It is a typical 'Dilbert' strip. The boss announces, "Our CEO has voluntarily slashed his pay from $6 million per year to $4 million. In a written statement, he said he wants to 'share the pain.' Do you feel better now?" A downtrodden intern replies, "I make my underpants from sandwich bags."
But that's office life, is it not? Bosses make obscene sums of money, while downtrodden cubicle slaves toil almost without reward. It might seem insane, but economists have a surprise for us: The insanity reflects nothing more than cool economic logic. There is method in the madness.
The ugly truth is that your boss is probably overpaid--and it's for your benefit, not his. Why? It might be because he isn't being paid for the work he does but, rather, to inspire you. In other words, we work our socks off in underpaying jobs in the hope that one day we'll win the rat race and become overpaid fat cats ourselves. Economists call this "tournament theory."
After all, managers find it hard to spot an excellent performance. It is a rare job where workers can be fairly paid according to some objective criteria.
There are some exceptions, of course. Critics and audiences may disagree about the literary merits of Dan Brown's bestseller, The Da Vinci Code. Yet from a business point of view, the success is easy to measure. He has sold about 40 million books and is rewarded with a payment for each one.
Another superstar, tennis champion Roger Federer, has qualities that cannot be so easily calibrated. So instead of trying to measure his performance in objective terms, as Dan Brown's is measured, we measure it in relative terms. If Federer beats Andy Roddick in the final of the US Open, he has succeeded.
Federer is not paid to try hard, nor to produce objectively brilliant tennis. He is paid for beating other players. Yet that is enough to get the best out of him. It is likely that employers have long since noticed that paying for relative performance can be just as good as trying to pay for absolute performance.
The economists Edward Lazear (recently appointed to chair the Council of Economic Advisors) and the late Sherwin Rosen argued, in a hugely influential paper published 25 years ago, that tournaments are an integral and often invisible part of the workplace. Workers are frequently ranked relative to each other and promoted not for being good at their jobs but for being better than their rivals. It is a natural response to the difficulty of true performance pay.
Tournaments also help protect workers against risks they cannot control. Companies can be affected by recessions, unexpected competition and hurricanes. As long as every worker is equally affected, the incentives to try hard remain the same. Trying to encourage performance through, say, stock options would unnecessarily expose workers to risks without really encouraging them to work harder.
Promotion tournaments sound sensible: Good workers are promoted, less capable workers are not.

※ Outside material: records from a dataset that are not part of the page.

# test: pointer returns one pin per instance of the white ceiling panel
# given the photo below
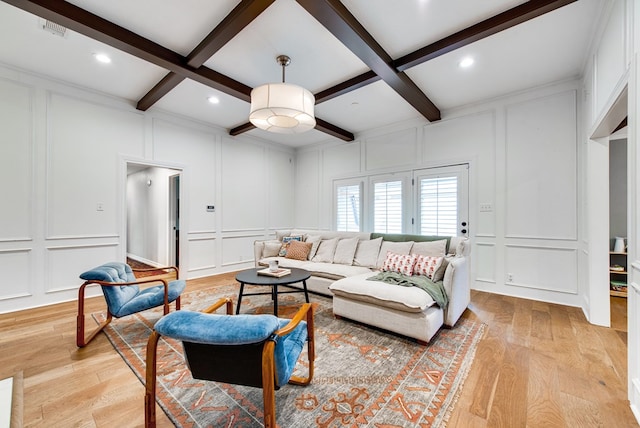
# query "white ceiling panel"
(547, 49)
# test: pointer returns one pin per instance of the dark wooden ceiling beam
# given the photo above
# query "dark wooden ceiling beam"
(347, 86)
(245, 12)
(488, 27)
(346, 28)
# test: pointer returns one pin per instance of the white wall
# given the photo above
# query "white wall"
(522, 152)
(65, 150)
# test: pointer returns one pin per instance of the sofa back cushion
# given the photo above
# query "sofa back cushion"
(401, 248)
(326, 250)
(367, 253)
(430, 248)
(345, 251)
(400, 237)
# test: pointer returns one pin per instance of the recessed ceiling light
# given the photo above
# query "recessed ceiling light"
(103, 58)
(466, 62)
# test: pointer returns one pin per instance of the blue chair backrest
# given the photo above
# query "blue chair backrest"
(212, 345)
(114, 272)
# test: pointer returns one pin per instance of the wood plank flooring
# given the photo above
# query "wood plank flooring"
(538, 365)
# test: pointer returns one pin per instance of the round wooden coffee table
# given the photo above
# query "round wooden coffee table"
(251, 277)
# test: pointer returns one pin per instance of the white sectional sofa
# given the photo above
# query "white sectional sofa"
(341, 263)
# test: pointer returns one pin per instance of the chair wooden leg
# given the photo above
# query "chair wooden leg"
(311, 352)
(150, 383)
(268, 385)
(81, 341)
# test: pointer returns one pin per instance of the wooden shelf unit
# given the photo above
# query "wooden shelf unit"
(617, 276)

Yet the widespread use of tournaments also goes a long way toward explaining the frustrations of office life.
First, one way for you to win is for your colleagues to lose. Companies that rely too heavily on competition to determine promotions may find that their employees discover that the most efficient way of winning a promotion is by sabotaging the efforts of their rivals. You don't need economic theory to spot that risk.
The second, and more counterintuitive, prediction of tournament theory is that the more luck is involved in work, the larger the pay gaps should be between the winners and the losers. If Jack's promotion is 90 per cent luck and 10 per cent effort, Jack may be inclined to goof off--unless, of course, the rewards for promotion are absolutely astronomical. And they sometimes are.
Tournaments also demand increasingly absurd pay packages as workers get higher up the hierarchy. At the lowest level, a promotion may not need to carry much of a pay increase, because it opens up the possibility of future, lucrative promotions. Nearer the end of your career, only a fat check is likely to spur you on.
Finally, tournament theory also helps to explain why insiders, not outsiders, get cushy jobs. You thought it was all about the old-boy network, but in fact, the logical reason for promoting insiders is clear: These jobs are designed to keep your workforce motivated.
Lazear and Rozen's tournament theory has stood the test of time and been supported by many subsequent pieces of empirical research. It also passes the smell test: The more grotesque your boss's pay and the less he has to do to earn it, the bigger the motivation for you to work for a promotion. As Lazear wrote in his book, Personnel Economics for Managers, "The salary of the vice president acts not so much as motivation for the vice president as it does as motivation for the assistant vice presidents."
Economists don't even pretend that your boss deserves his salary. Suddenly, everything is clear.